No complexo sucroalcooleiro, as exportações de açúcar foram responsáveis por 86,5% das vendas do setor, atingindo US$ 6,42 bilhões. O volume exportado de açúcar cresceu 41,1%. Apesar da queda de 18,8% no preço médio, o valor das exportações subiu 14,6%. O estudo mostra que as exportações de etanol também tiveram forte expansão de 28,8%, para US$ 996 milhões. O volume exportado de etanol cresceu 48,6%, o que compensou a queda de 13,3% no preço médio.
 
O setor que ocupa a quarta posição nas exportações do agronegócio é o florestal, cujas vendas externas neste ano somaram US$ 5,49 bilhões. Segundo os técnicos, as vendas de papel e celulose no acumulado deste ano somaram US$ 4,08 bilhões (+4,9%) e as de madeiras e suas obras foram de US$ 1,4 bilhão (+3,1%).
 
O setor de cereais, farinha e preparações vem ganhando destaque na balança comercial brasileira por causa das exportações de milho. No período de janeiro a julho as vendas externas do setor somaram US$ 3,24 bilhões, sendo que somente o faturamento do milho foi de US$ 2,58 bilhões (+190,3%). O volume embarcado de milho atingiu 9,16 milhões de toneladas (+161,5) e os preços médios subiram 11%.
 
Importação – O levantamento dos técnicos do Ministério da Agricultura mostra que as importações de produtos do agronegócio subiram 6,4% nos sete primeiros meses deste ano e atingiram US$ 9,83 bilhões.
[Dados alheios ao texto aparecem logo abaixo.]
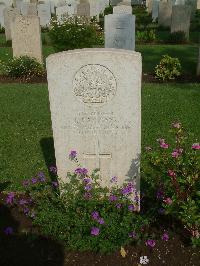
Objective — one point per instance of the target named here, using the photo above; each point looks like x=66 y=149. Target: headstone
x=44 y=13
x=28 y=9
x=27 y=37
x=9 y=16
x=120 y=31
x=181 y=19
x=165 y=13
x=83 y=9
x=114 y=2
x=122 y=10
x=64 y=11
x=2 y=7
x=95 y=104
x=149 y=4
x=198 y=65
x=155 y=8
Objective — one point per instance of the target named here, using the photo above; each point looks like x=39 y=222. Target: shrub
x=177 y=37
x=146 y=36
x=23 y=67
x=73 y=33
x=87 y=216
x=175 y=177
x=169 y=68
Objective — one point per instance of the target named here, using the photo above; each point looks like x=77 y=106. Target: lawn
x=26 y=145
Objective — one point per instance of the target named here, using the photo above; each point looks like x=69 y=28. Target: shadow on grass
x=23 y=247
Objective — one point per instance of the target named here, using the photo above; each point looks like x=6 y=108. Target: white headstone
x=28 y=9
x=95 y=103
x=2 y=7
x=44 y=13
x=122 y=9
x=120 y=31
x=155 y=8
x=26 y=37
x=181 y=19
x=9 y=16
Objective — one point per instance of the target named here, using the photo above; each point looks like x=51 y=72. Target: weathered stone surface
x=120 y=31
x=44 y=13
x=165 y=13
x=83 y=9
x=27 y=37
x=95 y=102
x=9 y=16
x=155 y=7
x=2 y=7
x=181 y=19
x=28 y=9
x=122 y=9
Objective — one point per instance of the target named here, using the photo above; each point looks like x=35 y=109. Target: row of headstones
x=26 y=32
x=45 y=9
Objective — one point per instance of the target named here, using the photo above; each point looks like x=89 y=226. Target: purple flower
x=53 y=169
x=41 y=176
x=26 y=211
x=131 y=208
x=10 y=198
x=101 y=221
x=113 y=198
x=81 y=171
x=22 y=202
x=88 y=187
x=132 y=234
x=34 y=180
x=113 y=179
x=95 y=231
x=87 y=180
x=196 y=146
x=72 y=155
x=54 y=184
x=118 y=206
x=8 y=230
x=176 y=125
x=129 y=188
x=151 y=243
x=161 y=211
x=95 y=215
x=25 y=183
x=87 y=195
x=165 y=237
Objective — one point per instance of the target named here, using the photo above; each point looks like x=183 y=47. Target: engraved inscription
x=94 y=84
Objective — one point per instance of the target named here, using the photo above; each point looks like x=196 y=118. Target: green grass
x=26 y=137
x=151 y=54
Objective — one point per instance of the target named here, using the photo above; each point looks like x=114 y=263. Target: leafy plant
x=23 y=67
x=177 y=37
x=175 y=177
x=73 y=33
x=146 y=36
x=169 y=68
x=87 y=216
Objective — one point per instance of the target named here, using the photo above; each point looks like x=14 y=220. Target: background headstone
x=164 y=14
x=103 y=123
x=9 y=16
x=26 y=37
x=44 y=13
x=2 y=7
x=122 y=9
x=181 y=19
x=120 y=31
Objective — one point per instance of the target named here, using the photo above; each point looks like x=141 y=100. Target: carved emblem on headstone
x=94 y=84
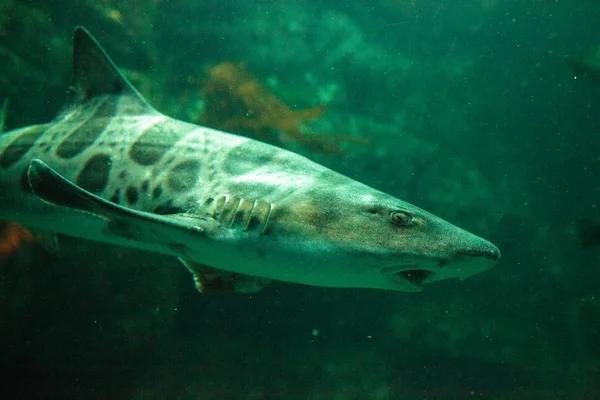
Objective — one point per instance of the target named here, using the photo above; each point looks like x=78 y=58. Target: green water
x=467 y=109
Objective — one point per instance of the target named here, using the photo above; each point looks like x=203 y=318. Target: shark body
x=236 y=211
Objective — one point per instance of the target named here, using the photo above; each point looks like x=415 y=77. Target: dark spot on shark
x=87 y=133
x=95 y=173
x=156 y=192
x=116 y=197
x=20 y=146
x=184 y=176
x=131 y=194
x=168 y=208
x=152 y=145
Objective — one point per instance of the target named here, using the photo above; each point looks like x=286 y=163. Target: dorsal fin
x=3 y=111
x=95 y=74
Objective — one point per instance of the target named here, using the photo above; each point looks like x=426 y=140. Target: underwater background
x=484 y=112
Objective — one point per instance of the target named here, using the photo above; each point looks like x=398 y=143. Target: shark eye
x=400 y=218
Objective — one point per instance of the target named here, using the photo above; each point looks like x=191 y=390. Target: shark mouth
x=401 y=274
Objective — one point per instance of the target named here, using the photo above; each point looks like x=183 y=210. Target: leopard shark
x=237 y=212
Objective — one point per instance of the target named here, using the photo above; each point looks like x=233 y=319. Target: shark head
x=374 y=240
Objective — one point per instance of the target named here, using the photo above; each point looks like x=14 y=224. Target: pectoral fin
x=210 y=280
x=121 y=221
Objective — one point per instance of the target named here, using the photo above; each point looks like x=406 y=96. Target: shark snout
x=484 y=249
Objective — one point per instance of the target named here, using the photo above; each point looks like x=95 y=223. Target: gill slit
x=250 y=216
x=236 y=211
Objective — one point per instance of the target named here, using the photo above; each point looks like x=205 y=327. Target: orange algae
x=236 y=102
O principal produto importado foi o trigo, com aquisições de US$ 1,4 bilhão, valor 50,5% acima do registrado nos primeiros sete meses do ano passado. Em termos de volume, a importação de trigo cresceu 11,7% (para 3,44 milhões de toneladas) e os preços médios subiram 34,7%.
 
Outros produtos importantes na pauta de importações do agronegócio foram: papel e celulose (US$ 1,08 bilhão, em queda de 5,5%); pescados (US$ 833 milhões, aumento de 14,9%); borracha natural (US$ 379 milhões, queda de 10,8%); lácteos (US$ 309 milhões; queda de 13,2%); e arroz (US$ 247 milhões; aumento de 34,2%).